Tailoring our approach to the individual with NAFLD is critical, whether we are talking about lifestyle changes, weight reduction, or diabetes control. However, there is also an underlying substrate, or one’s own genetic makeup, to consider. Genetic polymorphisms at several distinct loci have been described as being strongly associated with the presence and/or severity of NAFLD. The most well-investigated genes include PNPLA3, TM6SF2, and MBOAT7, as previously mentioned, but many others are just now being described, including higher-frequency alleles with potentially small or modest effect sizes and rare alleles that may have even larger effect sizes. The idea is that these could be pooled into a genetic risk index. A patient’s genetic risk score, together with assessments of the current state of their liver disease, could really provide a glimpse into an individual’s status and their outlook in terms of where their disease may be headed. It is quite likely that genetic markers could also highlight pathway-specific approaches that may be more successful in a given individual.
Some of the genetic polymorphisms do not always indicate specific proteins that we can interdict or block, but I think that we are increasingly moving toward the use of indices, secreted markers, or even transcriptomic markers that may reveal something about those specific genes and proteins that are upregulated or downregulated in each condition. This will give us clues about the pathways or networks that are particularly deranged in a specific patient and could allow us to develop modifiers of those pathways to apply in that individual.
There is much to look forward to in the application of these strategies.
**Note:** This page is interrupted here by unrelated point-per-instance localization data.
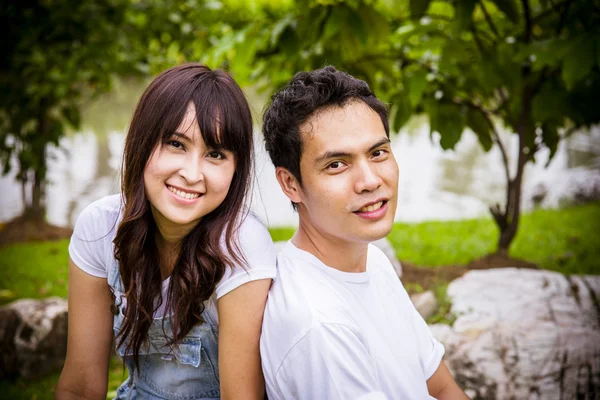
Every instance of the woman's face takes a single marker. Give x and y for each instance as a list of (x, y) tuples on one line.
[(184, 179)]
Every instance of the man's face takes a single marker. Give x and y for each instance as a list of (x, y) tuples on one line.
[(349, 175)]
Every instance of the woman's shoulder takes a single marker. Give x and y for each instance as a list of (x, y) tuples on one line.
[(99, 218), (251, 227)]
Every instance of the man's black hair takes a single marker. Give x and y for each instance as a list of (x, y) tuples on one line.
[(299, 99)]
There are likely many different subtypes of the NAFLD disorder, and these tools will lend us more precision in matching treatments to patients in clinical trials.
“All of these genetic pathways are giving us tremendous insight, and, at some point in the future, using genetic material either from circulating blood or from liver biopsies will enable us to determine which pathways are activated and to what degree in an individual patient.”
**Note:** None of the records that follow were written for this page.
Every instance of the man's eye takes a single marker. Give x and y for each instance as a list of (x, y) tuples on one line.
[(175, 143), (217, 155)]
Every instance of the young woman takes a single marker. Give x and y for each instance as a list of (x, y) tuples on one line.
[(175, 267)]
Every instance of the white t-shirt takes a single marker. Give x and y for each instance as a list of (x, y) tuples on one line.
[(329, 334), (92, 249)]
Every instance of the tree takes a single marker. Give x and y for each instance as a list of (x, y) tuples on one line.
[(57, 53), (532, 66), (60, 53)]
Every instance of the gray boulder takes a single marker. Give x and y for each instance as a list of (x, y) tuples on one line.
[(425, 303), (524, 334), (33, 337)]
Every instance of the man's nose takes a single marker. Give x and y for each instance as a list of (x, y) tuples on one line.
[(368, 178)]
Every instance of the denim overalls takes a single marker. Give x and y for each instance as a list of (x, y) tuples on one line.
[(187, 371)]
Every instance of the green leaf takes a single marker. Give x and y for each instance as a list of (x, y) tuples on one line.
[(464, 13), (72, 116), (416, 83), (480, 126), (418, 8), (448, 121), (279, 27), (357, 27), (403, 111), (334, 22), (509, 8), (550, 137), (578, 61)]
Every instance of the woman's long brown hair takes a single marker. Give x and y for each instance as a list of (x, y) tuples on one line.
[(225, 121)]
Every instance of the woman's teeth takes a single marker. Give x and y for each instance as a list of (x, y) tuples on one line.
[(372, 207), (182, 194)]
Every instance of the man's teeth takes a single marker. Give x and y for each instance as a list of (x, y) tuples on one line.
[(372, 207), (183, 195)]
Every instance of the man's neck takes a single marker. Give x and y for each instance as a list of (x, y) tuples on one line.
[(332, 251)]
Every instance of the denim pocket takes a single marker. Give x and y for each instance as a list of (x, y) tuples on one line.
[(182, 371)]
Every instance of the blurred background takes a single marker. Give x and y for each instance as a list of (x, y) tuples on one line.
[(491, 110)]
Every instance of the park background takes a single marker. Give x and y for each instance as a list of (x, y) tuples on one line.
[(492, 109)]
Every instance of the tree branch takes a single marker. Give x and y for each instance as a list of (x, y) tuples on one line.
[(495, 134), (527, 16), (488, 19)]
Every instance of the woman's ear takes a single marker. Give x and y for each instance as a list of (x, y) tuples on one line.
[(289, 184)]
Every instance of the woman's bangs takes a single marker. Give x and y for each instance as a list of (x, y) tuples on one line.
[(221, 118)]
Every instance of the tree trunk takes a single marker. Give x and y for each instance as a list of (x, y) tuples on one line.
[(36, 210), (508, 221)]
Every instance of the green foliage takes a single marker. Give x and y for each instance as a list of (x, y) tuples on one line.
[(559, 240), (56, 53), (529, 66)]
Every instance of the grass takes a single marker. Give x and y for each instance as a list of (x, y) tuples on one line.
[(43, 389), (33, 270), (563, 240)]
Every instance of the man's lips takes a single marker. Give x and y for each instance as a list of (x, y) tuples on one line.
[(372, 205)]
We are clearly learning a lot about the genetic drivers for the polygenic risk course for NAFLD, which not only would be part of a risk stratification strategy but also would help tailor therapeutics. When we follow the disease and its progression in animals, the transcriptome, which can be defined as the gene expression profile within the liver, changes as the disease develops and progresses over time. We have data from animal models that have been followed longitudinally and from human samples, the latter of which have enabled us to see a growing contribution of specific types of inflammatory cells, particularly TREM-2–positive macrophages, in the progression of the disease.
There are other pathways, such as the Hedgehog and the Hippo-YAP signaling pathways, that have been linked to disease progression, and we are now learning about changes in the regenerative response. Progression can be a function of increasing injury and scarring of the liver, as well as an exhaustion of the liver’s ability to regenerate and restitute function.
All of these genetic pathways are giving us tremendous insight, and, at some point in the future, using genetic material either from circulating blood or from liver biopsies will enable us to determine which pathways are activated and to what degree in an individual patient. One pathway may be a driver of the disease at one point, but as the disease progresses toward cirrhosis, there may be other drivers at another point. Clinicians need to know what is relevant at any given time point for a particular patient since disease driver information impacts therapeutic approaches.